Lingering concerns remain over tax changes

Despite the federal government’s scaling back of some of its proposed tax reforms for professional corporations, tax lawyers say the revised changes could still have unfavourable effects on lawyers and their clients.

Lingering concerns remain over tax changes
David Rotfleisch says proposed federal tax changes will still adversely affect lawyers who have incorporated their practices. Photo: Robin Kuniski

Despite the federal government’s scaling back of some of its proposed tax reforms for professional corporations, tax lawyers say the revised changes could still have unfavourable effects on lawyers and their clients.

In July, the government announced three proposals, which included restricting income sprinkling for business owners, barring the practice of transforming dividend income into capital gains and closing a loophole that allows business owners to pay lower taxes on passive investment income held in a corporation.

After facing criticism from lawyers and other professionals concerned that their wallets would be unfairly targeted by the changes, federal Finance Minister Bill Morneau altered the proposals and abandoned the capital gains reform.

The draft legislation the government recently unveiled in mid-December will curtail income sprinkling, except for a number of exemptions. Those family members who would be exempt would include spouses, as long as they had “meaningfully contributed” to the business and if the owner is 65 or older.

Others who would qualify would be members of the business owner’s family who are adults over the age of 18 who have worked at the corporation for at least 20 hours a week during any of the previous five years and those over 25 who own at least 10 per cent of the company that is not a professional corporation and earns less than 90 per cent of its income from the provision of its services.

If none of the exceptions apply, family members who are 25 and older will have to undergo a subjective “reasonableness test” to determine how much income can be subject to income sprinkling.

While the revised changes were more palatable than the original proposal to some business owners, tax lawyers say practitioners who are incorporated could still be impacted.

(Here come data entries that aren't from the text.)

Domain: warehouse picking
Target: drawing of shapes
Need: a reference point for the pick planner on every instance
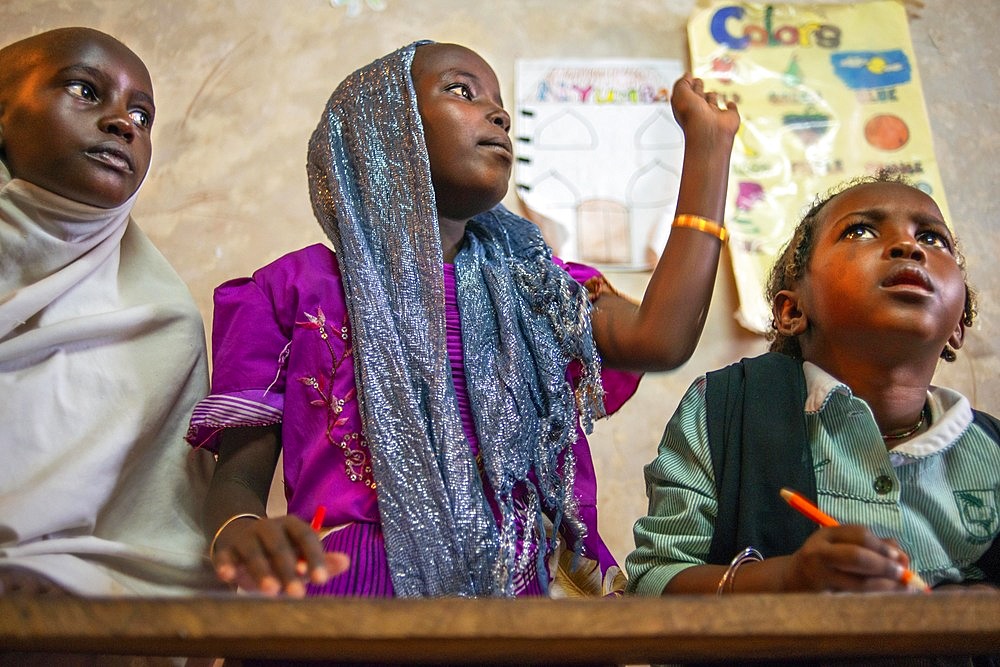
(659, 131)
(566, 130)
(887, 132)
(809, 128)
(861, 70)
(748, 194)
(603, 232)
(653, 185)
(555, 190)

“The changes which are beneficial are not available to lawyers,” says David Rotfleisch, a tax lawyer at Rotfleisch & Samulovitch PC.

“So the new rules will adversely affect lawyers and other professionals as originally announced in July, as opposed to non‑professional corporations, where there are somewhat more liberal rules available now.”

Lawyers say the revised changes will also likely complicate what is already a convoluted system and create backlogs in the tax courts and Canada Revenue Agency. 

Tax lawyer Jeff Kirshen, a founding partner with Rosen Kirshen Tax Law, says the new rules around income sprinkling will likely spur many disputes at the CRA over who qualifies for the exemptions.

“I think it’s going to create unnecessary havoc,” Kirshen says.

“It’s going to slow down the CRA to a crawl.”

When it comes to passive income, the federal government’s revised proposal will allow for up to $50,000 in passive income a year before higher tax rates will kick in.

Tax lawyers say the changes to passive investment rules could cause an entrepreneurial chill on lawyers, meaning that fewer practitioners will take risks to leave cushy jobs at larger firms to start their own.

Kirshen says it will not be beneficial for lawyers to take that risk with the changes, which he says will implement “punitive rates for success.”

The federal government has said the new proposals will affect only 45,000 small businesses, which it says is less than three per cent of the country’s 1.8 million private corporations. 

The Parliamentary Budget Officer has issued a report supporting that claim. The report also found that, after 20 years, the passive income proposals could bring in as much as $6 billion a year for federal coffers.

At the end of the summer, the Canadian Bar Association joined a group of more than 70 business organizations — the Coalition for Small Business Tax Fairness — that has called on the government to scrap the proposals.

The coalition has slammed the government for holding a consultation period on the proposals that only lasted from July 18 when the proposals were announced until Oct. 2.

When Morneau released the draft legislation, the coalition responded by calling on the government to take more time to explore the changes before implementing them.

The new rules took effect Jan. 1, 2018.

Rotfleisch says the original consultation should have been longer and the government should have held a second round of consultations after the draft legislation was released.

“They should have provided a new consultation period, rather than giving you two weeks and bang, it’s a fait-accompli,” says Rotfleisch.

The coalition said the income sprinkling rules would make business owners cut through “burdensome interpretive red tape” and urged the government to create a blanket exemption for spouses.

The CBA, which did not provide comment before deadline, faced some backlash for not consulting broadly with its own membership before jumping into the fight.

Some members went as far as saying they would cancel their memberships in protest.

More than 180 lawyers signed a petition criticizing the CBA’s stance in favour of Morneau’s tax proposals.

The petition said the reforms would bring more fairness to the Income Tax Act.